Professeur à Columbia, Mamadou Diouf est l’un des 104 signataires d’une pétition dénonçant une forme de restriction des libertés publiques et d’instrumentalisation de la justice visant à museler l’opposition, au Sénégal.
Dans un entretien sur Jeune Afrique, le co-commissaire de l’exposition « Senghor et les arts–Réinventer l’universel », au Musée du Quai-Branly, à Paris, évoque la “lente et progressive descente aux enfers de la démocratie sénégalaise”, enclenchée selon lui “depuis le premier mandat du Président Macky Sall”. “Les premiers signes de dérive sont apparus avant la fin du premier mandat de Macky Sall, analyse-t-il. Le chef de l’État a décidé, à mi-parcours, de revenir sur son engagement de se limiter à deux mandats. Il a invoqué un supposé accord du Conseil constitutionnel qui l’autorise à briguer la présidence une troisième fois. On se retrouve dans la même situation qu’en 2012, quand le peuple s’élevait contre un troisième mandat d’Abdoulaye Wade. C’est un extraordinaire retournement de situation”.

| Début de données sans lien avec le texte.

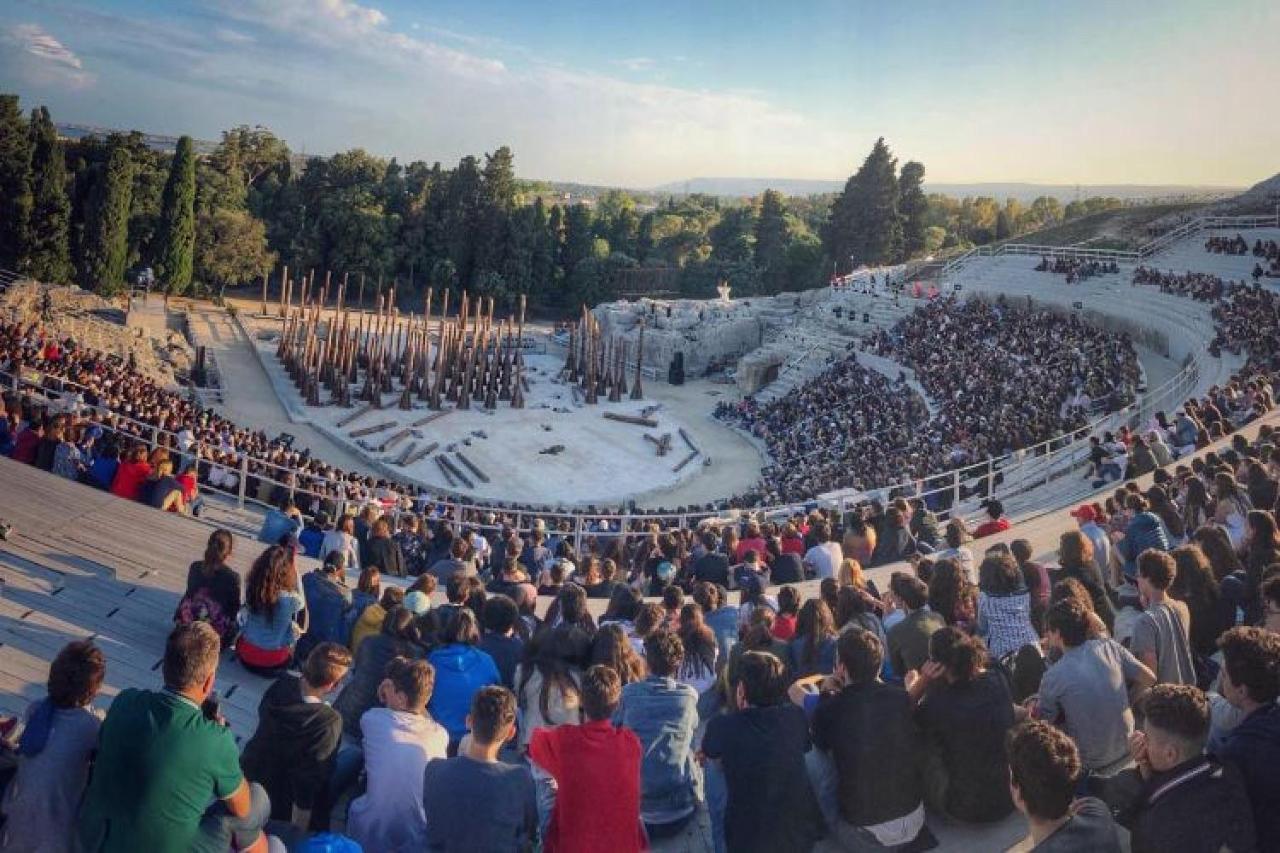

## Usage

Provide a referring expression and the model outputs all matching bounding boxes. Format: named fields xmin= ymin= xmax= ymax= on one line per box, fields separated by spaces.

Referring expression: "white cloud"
xmin=615 ymin=57 xmax=655 ymax=72
xmin=2 ymin=23 xmax=94 ymax=88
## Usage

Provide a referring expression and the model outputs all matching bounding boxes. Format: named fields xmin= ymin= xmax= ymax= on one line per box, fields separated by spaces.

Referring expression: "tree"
xmin=154 ymin=135 xmax=197 ymax=293
xmin=214 ymin=125 xmax=290 ymax=193
xmin=1026 ymin=196 xmax=1063 ymax=230
xmin=26 ymin=107 xmax=73 ymax=283
xmin=79 ymin=143 xmax=133 ymax=294
xmin=995 ymin=210 xmax=1013 ymax=241
xmin=0 ymin=95 xmax=31 ymax=271
xmin=194 ymin=208 xmax=277 ymax=298
xmin=823 ymin=137 xmax=903 ymax=270
xmin=754 ymin=189 xmax=788 ymax=293
xmin=898 ymin=161 xmax=928 ymax=260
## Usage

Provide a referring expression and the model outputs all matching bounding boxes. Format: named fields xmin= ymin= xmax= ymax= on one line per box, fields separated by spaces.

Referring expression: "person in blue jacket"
xmin=427 ymin=607 xmax=501 ymax=751
xmin=1114 ymin=493 xmax=1172 ymax=582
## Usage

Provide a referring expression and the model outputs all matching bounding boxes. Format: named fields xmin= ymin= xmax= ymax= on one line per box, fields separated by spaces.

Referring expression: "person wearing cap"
xmin=298 ymin=552 xmax=353 ymax=663
xmin=1070 ymin=503 xmax=1112 ymax=578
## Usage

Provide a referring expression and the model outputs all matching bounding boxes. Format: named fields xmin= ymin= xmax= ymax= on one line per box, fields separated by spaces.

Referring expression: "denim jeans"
xmin=804 ymin=750 xmax=904 ymax=853
xmin=313 ymin=738 xmax=365 ymax=830
xmin=191 ymin=781 xmax=272 ymax=853
xmin=705 ymin=758 xmax=727 ymax=853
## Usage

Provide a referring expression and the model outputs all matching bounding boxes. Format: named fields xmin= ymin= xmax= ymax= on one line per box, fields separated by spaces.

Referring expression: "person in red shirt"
xmin=779 ymin=522 xmax=806 ymax=556
xmin=109 ymin=444 xmax=153 ymax=501
xmin=735 ymin=522 xmax=768 ymax=566
xmin=972 ymin=499 xmax=1012 ymax=539
xmin=529 ymin=665 xmax=645 ymax=853
xmin=772 ymin=586 xmax=800 ymax=641
xmin=10 ymin=419 xmax=43 ymax=464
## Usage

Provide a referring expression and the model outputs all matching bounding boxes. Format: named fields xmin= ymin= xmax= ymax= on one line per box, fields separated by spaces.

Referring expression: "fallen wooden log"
xmin=678 ymin=427 xmax=699 ymax=454
xmin=394 ymin=441 xmax=417 ymax=466
xmin=455 ymin=451 xmax=491 ymax=484
xmin=643 ymin=432 xmax=673 ymax=456
xmin=411 ymin=410 xmax=451 ymax=428
xmin=378 ymin=428 xmax=413 ymax=452
xmin=349 ymin=420 xmax=396 ymax=438
xmin=672 ymin=450 xmax=699 ymax=473
xmin=403 ymin=441 xmax=438 ymax=466
xmin=337 ymin=402 xmax=375 ymax=428
xmin=604 ymin=411 xmax=658 ymax=428
xmin=435 ymin=455 xmax=458 ymax=488
xmin=439 ymin=454 xmax=475 ymax=490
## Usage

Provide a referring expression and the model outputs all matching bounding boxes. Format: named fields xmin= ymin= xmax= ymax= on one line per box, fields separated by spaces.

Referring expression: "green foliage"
xmin=753 ymin=189 xmax=788 ymax=294
xmin=26 ymin=107 xmax=72 ymax=283
xmin=0 ymin=95 xmax=32 ymax=271
xmin=195 ymin=207 xmax=277 ymax=295
xmin=214 ymin=125 xmax=290 ymax=191
xmin=79 ymin=143 xmax=133 ymax=294
xmin=154 ymin=135 xmax=197 ymax=293
xmin=898 ymin=161 xmax=928 ymax=259
xmin=823 ymin=137 xmax=903 ymax=270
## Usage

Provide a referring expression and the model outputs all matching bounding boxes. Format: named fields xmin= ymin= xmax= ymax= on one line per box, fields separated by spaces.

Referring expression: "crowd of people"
xmin=1131 ymin=267 xmax=1228 ymax=302
xmin=1204 ymin=233 xmax=1280 ymax=277
xmin=1034 ymin=257 xmax=1121 ymax=284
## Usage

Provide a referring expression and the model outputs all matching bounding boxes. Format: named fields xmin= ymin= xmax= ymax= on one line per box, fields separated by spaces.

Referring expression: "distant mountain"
xmin=650 ymin=177 xmax=1244 ymax=203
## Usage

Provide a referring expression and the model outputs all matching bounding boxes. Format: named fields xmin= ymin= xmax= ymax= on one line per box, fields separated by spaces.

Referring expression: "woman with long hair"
xmin=322 ymin=514 xmax=361 ymax=573
xmin=788 ymin=599 xmax=837 ymax=677
xmin=677 ymin=603 xmax=719 ymax=694
xmin=1168 ymin=545 xmax=1230 ymax=658
xmin=1191 ymin=524 xmax=1246 ymax=581
xmin=1242 ymin=510 xmax=1280 ymax=612
xmin=515 ymin=627 xmax=583 ymax=750
xmin=1213 ymin=472 xmax=1253 ymax=548
xmin=772 ymin=586 xmax=800 ymax=640
xmin=1055 ymin=531 xmax=1115 ymax=634
xmin=109 ymin=443 xmax=152 ymax=502
xmin=1182 ymin=477 xmax=1212 ymax=533
xmin=928 ymin=559 xmax=976 ymax=631
xmin=427 ymin=608 xmax=501 ymax=749
xmin=176 ymin=528 xmax=241 ymax=647
xmin=589 ymin=623 xmax=647 ymax=686
xmin=236 ymin=544 xmax=307 ymax=674
xmin=975 ymin=552 xmax=1040 ymax=660
xmin=833 ymin=585 xmax=888 ymax=650
xmin=1145 ymin=485 xmax=1185 ymax=542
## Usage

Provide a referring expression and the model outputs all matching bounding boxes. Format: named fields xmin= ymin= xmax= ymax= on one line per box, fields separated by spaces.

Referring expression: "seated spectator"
xmin=772 ymin=585 xmax=800 ymax=640
xmin=333 ymin=606 xmax=421 ymax=741
xmin=480 ymin=594 xmax=525 ymax=689
xmin=615 ymin=631 xmax=701 ymax=838
xmin=676 ymin=603 xmax=719 ymax=695
xmin=297 ymin=551 xmax=353 ymax=662
xmin=361 ymin=517 xmax=405 ymax=578
xmin=933 ymin=518 xmax=975 ymax=579
xmin=347 ymin=657 xmax=449 ymax=852
xmin=350 ymin=584 xmax=403 ymax=655
xmin=1035 ymin=599 xmax=1156 ymax=781
xmin=108 ymin=443 xmax=151 ymax=501
xmin=703 ymin=651 xmax=823 ymax=853
xmin=428 ymin=534 xmax=475 ymax=583
xmin=1213 ymin=626 xmax=1280 ymax=849
xmin=344 ymin=566 xmax=381 ymax=647
xmin=885 ymin=572 xmax=946 ymax=677
xmin=1132 ymin=550 xmax=1195 ymax=685
xmin=516 ymin=627 xmax=584 ymax=751
xmin=427 ymin=608 xmax=502 ymax=749
xmin=77 ymin=624 xmax=272 ymax=853
xmin=236 ymin=545 xmax=308 ymax=675
xmin=788 ymin=599 xmax=838 ymax=677
xmin=258 ymin=498 xmax=302 ymax=546
xmin=240 ymin=642 xmax=352 ymax=833
xmin=1006 ymin=720 xmax=1122 ymax=851
xmin=809 ymin=627 xmax=926 ymax=850
xmin=0 ymin=641 xmax=105 ymax=852
xmin=1069 ymin=503 xmax=1112 ymax=578
xmin=175 ymin=528 xmax=242 ymax=648
xmin=148 ymin=458 xmax=185 ymax=513
xmin=1114 ymin=494 xmax=1172 ymax=583
xmin=321 ymin=514 xmax=361 ymax=573
xmin=1119 ymin=684 xmax=1256 ymax=853
xmin=869 ymin=507 xmax=918 ymax=566
xmin=590 ymin=622 xmax=648 ymax=687
xmin=973 ymin=499 xmax=1011 ymax=538
xmin=529 ymin=666 xmax=645 ymax=853
xmin=1054 ymin=530 xmax=1116 ymax=634
xmin=1010 ymin=538 xmax=1050 ymax=632
xmin=976 ymin=551 xmax=1041 ymax=660
xmin=423 ymin=686 xmax=538 ymax=852
xmin=769 ymin=539 xmax=805 ymax=584
xmin=907 ymin=627 xmax=1015 ymax=823
xmin=803 ymin=522 xmax=843 ymax=579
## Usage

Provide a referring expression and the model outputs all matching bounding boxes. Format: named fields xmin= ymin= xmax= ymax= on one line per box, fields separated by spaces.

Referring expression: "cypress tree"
xmin=753 ymin=189 xmax=788 ymax=293
xmin=0 ymin=96 xmax=32 ymax=271
xmin=823 ymin=137 xmax=903 ymax=270
xmin=898 ymin=161 xmax=928 ymax=261
xmin=25 ymin=107 xmax=72 ymax=283
xmin=80 ymin=143 xmax=134 ymax=294
xmin=154 ymin=135 xmax=196 ymax=293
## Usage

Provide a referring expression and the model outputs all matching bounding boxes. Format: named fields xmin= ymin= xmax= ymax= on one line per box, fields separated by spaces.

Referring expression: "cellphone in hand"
xmin=201 ymin=692 xmax=222 ymax=723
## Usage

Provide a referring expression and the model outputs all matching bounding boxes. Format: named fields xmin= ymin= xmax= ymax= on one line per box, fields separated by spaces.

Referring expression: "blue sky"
xmin=1 ymin=0 xmax=1276 ymax=187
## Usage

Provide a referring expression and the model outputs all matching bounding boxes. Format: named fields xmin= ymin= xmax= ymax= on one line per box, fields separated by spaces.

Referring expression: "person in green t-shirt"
xmin=77 ymin=622 xmax=272 ymax=853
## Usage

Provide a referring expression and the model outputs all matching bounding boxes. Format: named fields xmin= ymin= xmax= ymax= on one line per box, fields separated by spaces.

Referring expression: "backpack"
xmin=175 ymin=588 xmax=234 ymax=642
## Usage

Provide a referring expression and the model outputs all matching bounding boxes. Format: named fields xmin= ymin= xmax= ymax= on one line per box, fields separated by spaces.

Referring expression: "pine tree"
xmin=560 ymin=204 xmax=595 ymax=284
xmin=753 ymin=189 xmax=788 ymax=293
xmin=897 ymin=161 xmax=928 ymax=261
xmin=823 ymin=137 xmax=904 ymax=270
xmin=0 ymin=95 xmax=32 ymax=271
xmin=25 ymin=107 xmax=72 ymax=283
xmin=80 ymin=143 xmax=134 ymax=294
xmin=995 ymin=209 xmax=1013 ymax=241
xmin=154 ymin=135 xmax=196 ymax=293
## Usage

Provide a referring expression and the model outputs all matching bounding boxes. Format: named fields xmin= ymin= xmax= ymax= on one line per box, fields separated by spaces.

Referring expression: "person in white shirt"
xmin=803 ymin=523 xmax=843 ymax=580
xmin=346 ymin=657 xmax=449 ymax=853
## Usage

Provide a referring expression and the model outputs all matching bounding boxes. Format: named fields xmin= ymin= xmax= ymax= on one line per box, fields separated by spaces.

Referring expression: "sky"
xmin=0 ymin=0 xmax=1276 ymax=188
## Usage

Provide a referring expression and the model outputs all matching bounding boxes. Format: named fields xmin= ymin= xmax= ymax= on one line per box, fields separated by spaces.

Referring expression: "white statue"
xmin=716 ymin=281 xmax=732 ymax=303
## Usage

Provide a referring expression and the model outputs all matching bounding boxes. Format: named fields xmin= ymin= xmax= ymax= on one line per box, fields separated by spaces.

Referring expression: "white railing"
xmin=941 ymin=212 xmax=1280 ymax=279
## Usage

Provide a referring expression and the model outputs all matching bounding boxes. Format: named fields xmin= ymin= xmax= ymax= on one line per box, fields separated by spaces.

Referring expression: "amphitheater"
xmin=2 ymin=206 xmax=1279 ymax=852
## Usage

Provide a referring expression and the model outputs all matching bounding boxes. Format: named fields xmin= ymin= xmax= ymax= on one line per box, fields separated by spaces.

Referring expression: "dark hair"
xmin=482 ymin=594 xmax=519 ymax=635
xmin=662 ymin=584 xmax=684 ymax=611
xmin=589 ymin=623 xmax=647 ymax=686
xmin=1006 ymin=721 xmax=1080 ymax=821
xmin=384 ymin=656 xmax=435 ymax=708
xmin=1138 ymin=684 xmax=1209 ymax=748
xmin=929 ymin=626 xmax=985 ymax=684
xmin=202 ymin=529 xmax=234 ymax=571
xmin=1047 ymin=598 xmax=1090 ymax=647
xmin=795 ymin=599 xmax=836 ymax=670
xmin=245 ymin=545 xmax=295 ymax=622
xmin=580 ymin=664 xmax=622 ymax=721
xmin=357 ymin=566 xmax=381 ymax=595
xmin=1218 ymin=626 xmax=1280 ymax=704
xmin=47 ymin=641 xmax=105 ymax=708
xmin=470 ymin=685 xmax=517 ymax=745
xmin=835 ymin=628 xmax=882 ymax=686
xmin=644 ymin=631 xmax=684 ymax=677
xmin=163 ymin=622 xmax=221 ymax=691
xmin=733 ymin=650 xmax=786 ymax=707
xmin=442 ymin=607 xmax=481 ymax=645
xmin=303 ymin=642 xmax=353 ymax=688
xmin=978 ymin=552 xmax=1024 ymax=595
xmin=890 ymin=571 xmax=928 ymax=610
xmin=445 ymin=571 xmax=469 ymax=603
xmin=777 ymin=585 xmax=800 ymax=617
xmin=602 ymin=585 xmax=641 ymax=622
xmin=1138 ymin=549 xmax=1176 ymax=590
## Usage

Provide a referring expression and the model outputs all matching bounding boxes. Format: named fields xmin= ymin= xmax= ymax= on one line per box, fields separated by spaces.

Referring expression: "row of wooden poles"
xmin=563 ymin=305 xmax=645 ymax=403
xmin=273 ymin=265 xmax=532 ymax=411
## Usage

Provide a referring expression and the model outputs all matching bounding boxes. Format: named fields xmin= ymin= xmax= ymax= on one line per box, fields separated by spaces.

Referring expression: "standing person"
xmin=1213 ymin=626 xmax=1280 ymax=850
xmin=236 ymin=545 xmax=308 ymax=675
xmin=1035 ymin=599 xmax=1156 ymax=782
xmin=77 ymin=624 xmax=272 ymax=853
xmin=345 ymin=657 xmax=448 ymax=851
xmin=808 ymin=628 xmax=926 ymax=851
xmin=422 ymin=686 xmax=539 ymax=852
xmin=885 ymin=572 xmax=946 ymax=677
xmin=175 ymin=528 xmax=242 ymax=648
xmin=1131 ymin=550 xmax=1196 ymax=685
xmin=239 ymin=643 xmax=352 ymax=834
xmin=0 ymin=641 xmax=105 ymax=853
xmin=615 ymin=632 xmax=701 ymax=839
xmin=803 ymin=523 xmax=843 ymax=580
xmin=907 ymin=628 xmax=1016 ymax=823
xmin=702 ymin=651 xmax=823 ymax=853
xmin=529 ymin=666 xmax=645 ymax=853
xmin=1120 ymin=684 xmax=1256 ymax=853
xmin=1005 ymin=721 xmax=1123 ymax=852
xmin=427 ymin=608 xmax=502 ymax=749
xmin=361 ymin=517 xmax=405 ymax=578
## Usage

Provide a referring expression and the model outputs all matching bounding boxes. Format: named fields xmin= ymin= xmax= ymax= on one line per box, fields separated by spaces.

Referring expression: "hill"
xmin=650 ymin=177 xmax=1242 ymax=202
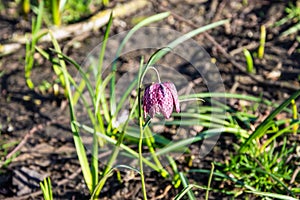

L’intellectuel dresse un tableau sombre de la situation et évoque une situation de désordre : “Le nombre élevé-même si l’on n’a pas de chiffres officiels- de personnes arrêtées et emprisonnées pour des raisons politiques marque une réelle régression. À un an de la présidentielle, on ignore qui seront les candidats, à la fin du processus de qualification. On ne sait toujours pas si Ousmane Sonko, Khalifa Sall et Karim Wade seront exclus de la compétition. Et le président Sall n’a toujours pas déclaré sa candidature. Tout cela crée du désordre”.
Cette situation d’incertitudes lui fait craindre de nouvelles tensions : “Les Sénégalais sont au moins d’accord sur un point : tout le monde est sur le pied de guerre, en particulier les jeunes. Nous sommes à quelques mois d’un scrutin majeur, et rien n’est réglé : qui sera candidat, comment ces élections seront-elles organisées ?”.